Because of problems like deadlock and livelock, parallel programs are significantly more difficult to design than serial ones. Perhaps for this reason concurrent programming has been slow to take off. Our hunger for computing power is largely being satisfied by the continual development of ever faster serial processors. However there are limits to serial hardware technology that are likely to be approached within the next twenty years. Explicit parallelism will then become the only means of extending the performance of computers and the field of concurrent programming will finally have come of age.
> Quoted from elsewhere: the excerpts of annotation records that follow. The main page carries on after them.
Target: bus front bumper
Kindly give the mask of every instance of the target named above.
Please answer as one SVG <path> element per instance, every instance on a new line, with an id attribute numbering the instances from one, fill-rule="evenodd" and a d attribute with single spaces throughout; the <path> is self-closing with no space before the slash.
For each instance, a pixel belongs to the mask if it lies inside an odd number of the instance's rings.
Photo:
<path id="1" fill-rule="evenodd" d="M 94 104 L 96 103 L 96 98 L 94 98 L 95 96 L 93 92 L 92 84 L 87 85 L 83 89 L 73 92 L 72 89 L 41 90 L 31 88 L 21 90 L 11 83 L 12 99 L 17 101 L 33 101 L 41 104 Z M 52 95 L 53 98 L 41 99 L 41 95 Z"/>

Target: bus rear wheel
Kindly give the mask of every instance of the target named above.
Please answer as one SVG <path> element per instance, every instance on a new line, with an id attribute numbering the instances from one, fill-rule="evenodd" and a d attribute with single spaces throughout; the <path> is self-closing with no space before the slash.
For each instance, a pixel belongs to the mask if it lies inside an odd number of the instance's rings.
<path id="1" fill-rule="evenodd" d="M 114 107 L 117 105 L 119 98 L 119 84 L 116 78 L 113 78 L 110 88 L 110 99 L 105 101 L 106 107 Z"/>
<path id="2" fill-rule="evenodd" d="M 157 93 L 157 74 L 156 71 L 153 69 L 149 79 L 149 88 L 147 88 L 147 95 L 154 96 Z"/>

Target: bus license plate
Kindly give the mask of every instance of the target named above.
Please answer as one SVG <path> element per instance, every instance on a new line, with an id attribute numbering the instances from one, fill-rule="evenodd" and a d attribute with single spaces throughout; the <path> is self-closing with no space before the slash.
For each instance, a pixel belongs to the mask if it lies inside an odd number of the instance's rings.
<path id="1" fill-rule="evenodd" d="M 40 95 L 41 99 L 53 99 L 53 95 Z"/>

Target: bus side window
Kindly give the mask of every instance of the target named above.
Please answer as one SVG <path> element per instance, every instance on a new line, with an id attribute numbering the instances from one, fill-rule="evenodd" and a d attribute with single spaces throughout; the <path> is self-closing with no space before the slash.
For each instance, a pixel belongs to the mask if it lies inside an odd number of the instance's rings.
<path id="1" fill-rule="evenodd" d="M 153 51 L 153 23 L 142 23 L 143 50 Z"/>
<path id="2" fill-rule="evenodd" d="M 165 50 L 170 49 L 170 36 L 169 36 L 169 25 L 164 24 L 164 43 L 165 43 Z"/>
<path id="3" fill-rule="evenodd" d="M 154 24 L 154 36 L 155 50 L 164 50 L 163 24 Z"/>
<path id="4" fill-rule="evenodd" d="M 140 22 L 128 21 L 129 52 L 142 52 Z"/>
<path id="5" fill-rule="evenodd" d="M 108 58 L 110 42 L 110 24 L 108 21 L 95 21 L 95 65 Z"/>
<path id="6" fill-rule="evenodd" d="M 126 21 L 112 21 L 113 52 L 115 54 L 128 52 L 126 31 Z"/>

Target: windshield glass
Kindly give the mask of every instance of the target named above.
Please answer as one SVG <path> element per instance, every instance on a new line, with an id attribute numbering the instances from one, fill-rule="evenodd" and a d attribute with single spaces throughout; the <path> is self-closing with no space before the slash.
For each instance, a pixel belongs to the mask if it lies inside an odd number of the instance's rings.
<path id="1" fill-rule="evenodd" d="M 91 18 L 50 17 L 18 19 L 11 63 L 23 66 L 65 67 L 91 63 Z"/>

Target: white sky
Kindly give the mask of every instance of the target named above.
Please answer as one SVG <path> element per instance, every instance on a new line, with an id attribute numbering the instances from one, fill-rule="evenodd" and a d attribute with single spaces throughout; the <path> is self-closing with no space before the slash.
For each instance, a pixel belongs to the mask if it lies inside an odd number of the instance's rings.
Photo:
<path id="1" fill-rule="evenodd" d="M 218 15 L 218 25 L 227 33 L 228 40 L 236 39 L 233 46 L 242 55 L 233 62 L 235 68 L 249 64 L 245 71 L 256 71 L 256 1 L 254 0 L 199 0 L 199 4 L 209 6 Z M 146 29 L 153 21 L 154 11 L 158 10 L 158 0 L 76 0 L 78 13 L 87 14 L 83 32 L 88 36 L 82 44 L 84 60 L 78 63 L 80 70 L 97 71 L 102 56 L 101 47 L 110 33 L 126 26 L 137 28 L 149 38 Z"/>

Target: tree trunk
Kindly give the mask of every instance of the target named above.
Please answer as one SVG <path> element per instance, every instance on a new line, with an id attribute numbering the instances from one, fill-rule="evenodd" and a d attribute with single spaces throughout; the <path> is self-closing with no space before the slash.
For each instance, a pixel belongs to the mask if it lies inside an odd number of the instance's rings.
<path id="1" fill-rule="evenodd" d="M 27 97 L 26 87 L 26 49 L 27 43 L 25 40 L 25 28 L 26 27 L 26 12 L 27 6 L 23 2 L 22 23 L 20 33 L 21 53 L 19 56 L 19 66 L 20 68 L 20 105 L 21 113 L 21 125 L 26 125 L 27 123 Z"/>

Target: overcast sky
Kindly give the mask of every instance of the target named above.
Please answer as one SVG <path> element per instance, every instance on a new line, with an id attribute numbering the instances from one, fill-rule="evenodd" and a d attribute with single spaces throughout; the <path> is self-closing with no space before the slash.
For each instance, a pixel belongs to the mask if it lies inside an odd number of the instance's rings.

This thesis has described a collection of simple design rules for constructing large scale parallel systems that can never deadlock. We have also detailed efficient techniques for the machine verification of adherence to these rules. More interestingly, a technique for efficiently proving deadlock-freedom was discovered which, despite having no intelligence regarding the design rules, was found to be capable of proving deadlock-freedom for networks constructed according to the majority of them. However it is important to note that this algorithm, which is called CSDD, is far from a complete proof technique for deadlock-freedom. There are many deadlock-free networks which it cannot prove to be so. It works by checking a stronger property than deadlock-freedom – one that can be established in  $O(n^2)$  time complexity for networks of finite-state processes, being based purely on local analysis. This compares favourably with the exponential complexity of using FDR for deadlock analysis. On the other hand, the FDR approach is complete for finite-state networks.

The CSDD algorithm is sufficiently simple that it seems suitable for inclusion in compilers for high-level parallel languages such as **occam**. However to make this feasible, we need to look at methods to restrict the size of the state-spaces to be analysed.

A tool to verify the validity of an *abstraction*, or indeed to perform abstraction automatically would be very useful. Recall that abstraction is the act of replacing detailed communication events by their channel names in CSP networks. In effect, this means 'throwing away the data'. This technique has been used throughout the thesis to simplify CSP expressions to be analysed for deadlock-freedom. In this way, infinite-state networks may be proven deadlock-free by the analysis of finite state abstractions. A formal statement of the property is given in [Roscoe 1995]. Without the use of abstraction, the operational representation of even a very simple occam process might be vast. A technique for conversion from occam to CSP is described in [Scattergood and Seidel 1994] which addresses this problem.

The deadlock analysis techniques that we have described are based on a static network of non-terminating processes grouped together by a single level of parallelism. We rely on each process having a relatively small number of states. Efficient deadlock analysis is then possible because we avoid constructing the state transition system for the network as a whole. However if there were a large degree of embedded parallelism in any component process of the network, we would still need to analyse some unwieldy operational representations.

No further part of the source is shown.